Illinois Natural History Survey, Prairie Research Institute, University of Illinois, 1816 South Oak Street, Champaign, IL 61820 USA.
Curr Opin Insect Sci. 2019 Dec;36:111-117. doi: 10.1016/j.cois.2019.08.002. Epub 2019 Aug 13.
Next-generation sequencing technologies provide a substantial increase in the size of molecular phylogenetic datasets that can be obtained for studies of insect systematics. Several new genome reduction approaches are leveraging these technologies to generate large phylogenomic datasets: targeted amplicon sequencing, target capture, and transcriptome sequencing. Although cost effective, these approaches provide limited data for questions outside of phylogenetics. For many groups of insects, sequencing the entire genome at modest coverage is feasible. Using these genomic reads, an automated Target Restricted Assembly Method (aTRAM) can use the results of blast searches to assemble thousands of single copy ortholog genes across a group of interest. These locally assembled genes can then be compiled into very large phylogenomic datasets. These genomic libraries have the advantage in that they also contain reads from the mitochondrial genome and symbiont genomes, as well the entire insect genome, and can be leveraged for additional studies beyond phylogenetics.
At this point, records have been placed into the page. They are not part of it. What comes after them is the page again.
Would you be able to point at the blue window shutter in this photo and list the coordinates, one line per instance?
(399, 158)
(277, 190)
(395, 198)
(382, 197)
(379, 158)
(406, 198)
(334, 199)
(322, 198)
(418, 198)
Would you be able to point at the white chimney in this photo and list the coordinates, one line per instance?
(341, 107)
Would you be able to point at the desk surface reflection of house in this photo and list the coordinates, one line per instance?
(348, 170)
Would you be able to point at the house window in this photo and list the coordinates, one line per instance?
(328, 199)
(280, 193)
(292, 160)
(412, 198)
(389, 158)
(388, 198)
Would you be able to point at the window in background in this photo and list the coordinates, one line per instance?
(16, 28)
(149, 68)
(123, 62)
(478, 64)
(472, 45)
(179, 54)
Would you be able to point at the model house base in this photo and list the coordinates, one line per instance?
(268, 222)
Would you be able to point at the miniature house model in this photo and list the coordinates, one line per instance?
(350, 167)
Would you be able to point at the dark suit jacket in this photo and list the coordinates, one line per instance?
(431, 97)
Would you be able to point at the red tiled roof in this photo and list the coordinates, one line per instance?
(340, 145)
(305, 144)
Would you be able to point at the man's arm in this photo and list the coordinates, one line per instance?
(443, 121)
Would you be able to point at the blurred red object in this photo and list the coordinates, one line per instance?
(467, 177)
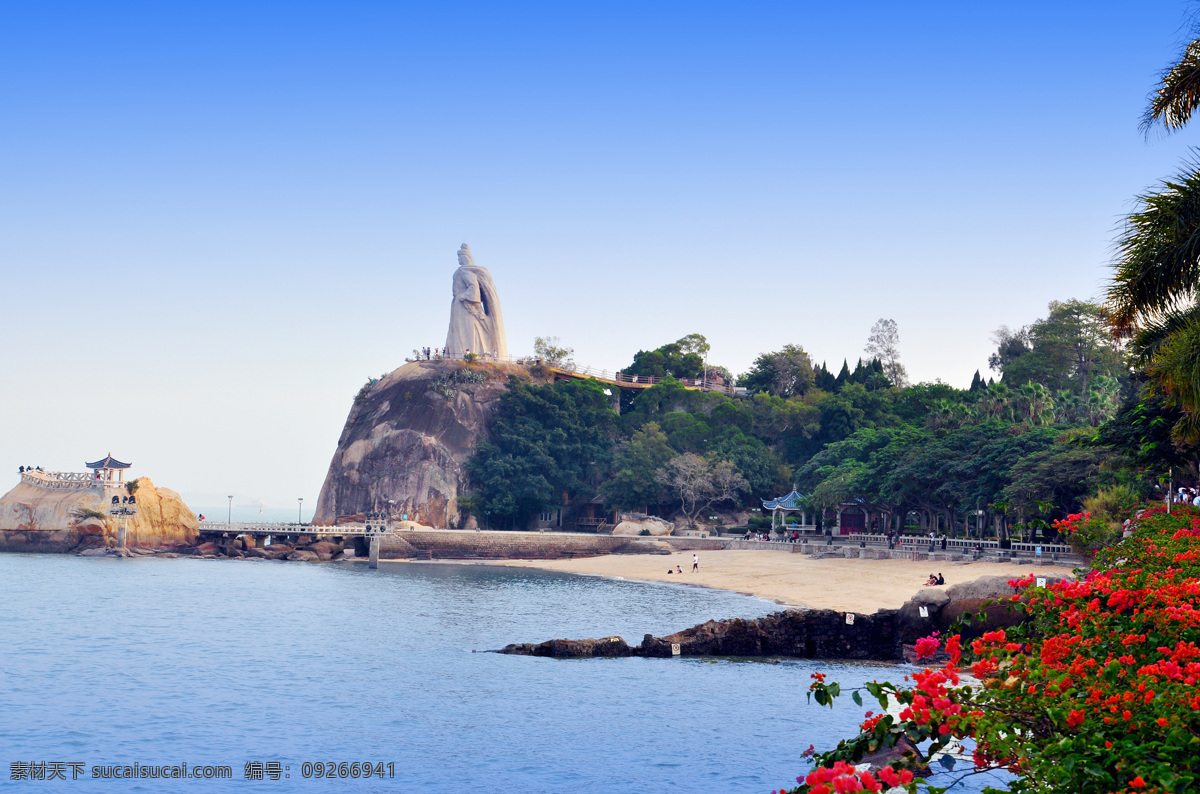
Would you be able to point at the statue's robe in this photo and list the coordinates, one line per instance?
(475, 320)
下一代测序技术为昆虫系统学研究提供了大量可获得的分子系统发育数据集,使这些数据集的大小有了显著的增加。几种新的基因组简化方法正在利用这些技术来生成大型基因组数据集:靶向扩增子测序、目标捕获和转录组测序。虽然这些方法具有成本效益,但它们提供的数据对于系统发育以外的问题有限。对于许多昆虫群体来说,以适度的覆盖率对整个基因组进行测序是可行的。使用这些基因组读取,自动化目标限制组装方法 (aTRAM) 可以利用blast 搜索的结果在感兴趣的一组中组装数千个单拷贝直系同源基因。然后,可以将这些局部组装的基因编译成非常大的基因组数据集。这些基因组文库的优势在于,它们还包含来自线粒体基因组和共生体基因组的读取,以及整个昆虫基因组,可以用于除系统发育学以外的其他研究。